Only God-like selfless love can bring true peace to the human heart. Yet, totally selfless love is beyond the capacity of human beings on their own.
This is one reason why, during the Last Supper, Jesus gave us the Eucharist. Two of its fruits are growing closeness with Christ, and the spiritual nourishment of self-giving love , both of which are needed for true peace [Catechism 1391, 1394]. Growing closeness with Christ, and Christ-like love, grow stronger subtly, just as nourishing food subtly strengthens the body.
The Eucharist, then, is essential for the peace Jesus promised we could find in him [John 16:33]. Without this, our capacity to contribute to peace on earth would be much more limited.
In the Eucharist, Christ is present, offering himself to the Father for us all in pure, self-giving love. At the Last Supper, he said: ‘This is my body, given for you’, ‘This cup is the new covenant in my blood, poured out for you’ [Luke 22:19-20]. Our thoughts can never move far from the Last Supper in this Year of the Eucharist.
Self-centredness undermines peace
Catholics no longer going to Mass often say: ‘I get nothing out of it’ ‘It does nothing for me’. Many pray little, or only when they want something. Yet, no relationship – either with Jesus or with anyone else – can grow without selfless love. And true peace can be found only in him [John 16:33]
One of the basic causes of the decline in religious practice in Australia today is the self-centred culture of our society. People ask: ‘What’s in it for me?’ ‘Why should I put myself out?’ ‘What will I get out of it?’
To join in the Eucharist only if ‘I get something out of it’ is the very opposite attitude to that of Jesus. We grow in communion with him to the extent that, like him, our self-offering expresses selfless love to God the Father.
Selfless prayer
The same is true of daily prayer. This is a pre-requisite for the heart-felt Eucharistic worship needed for true peace. As the summit of Christian prayer, the Eucharist must be built upon daily prayer. This too, at least sometimes, must be self-giving.

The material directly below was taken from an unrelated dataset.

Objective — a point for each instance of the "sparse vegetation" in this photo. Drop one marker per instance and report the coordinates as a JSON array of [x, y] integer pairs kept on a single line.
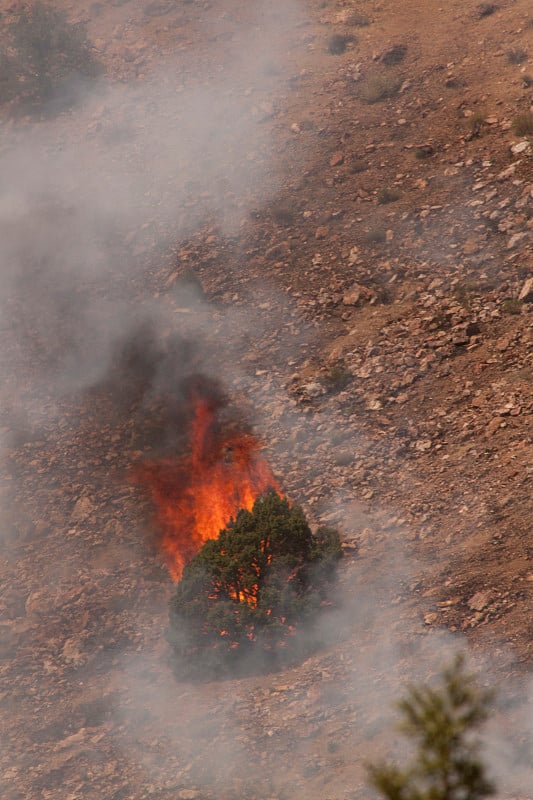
[[339, 42], [441, 721], [43, 56], [380, 86], [246, 590], [523, 124], [387, 195]]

While daily prayer can bring many rewards, we need times when we seem ‘to get nothing out of it’. Selflessness is required for any human relationship to deepen to the level of heart-felt communion, and selfless prayer is important for the level of communion with God needed to become instruments of God’s peace.
St Theresa of Lisieux, for example, prayed in her last years ‘as though I had faith’. Her prayer seemed absolutely dry and unrewarding. Her prayer attitude was completely self-giving – the very opposite of the attitude of people who pray ‘when I feel like it’, ‘when I get something out of it’ or ‘when I want something’.
Where personal prayer declines, self offering through the Eucharist also declines. So too will the peace found in Jesus, and our capacity to be instruments of ‘peace on earth’.
Let us renew ourselves
Let us renew our commitment this Christmas to advancing true peace on earth. No-one can argue that this peace is needed today in so many marriages and families. It is needed across our society and the whole world.
First, let us use every opportunity to encourage others to renew their relationship with God. Peace on earth needs to start in the heart of every human person.
People not growing in harmony with Jesus as their lives progress cannot really contribute to true ‘peace on earth’. Let us encourage in particular our family members and friends to renew their harmony with God this Christmas.
Second, let us renew our faith in the Eucharist as self-giving worship. Let us help others also to appreciate that self-giving love to God in the Eucharist, and in daily prayer, is needed for communion with God. This is the only communion that brings us the peace we need to become instruments of ‘peace on earth’.
Finally, let us encourage others to remember the words of Jesus [John 16:33]:
I have told you all this so that you may find peace in me.
May the peace of Christ grow in all our hearts this Christmas – and, through us, lead to greater peace on earth.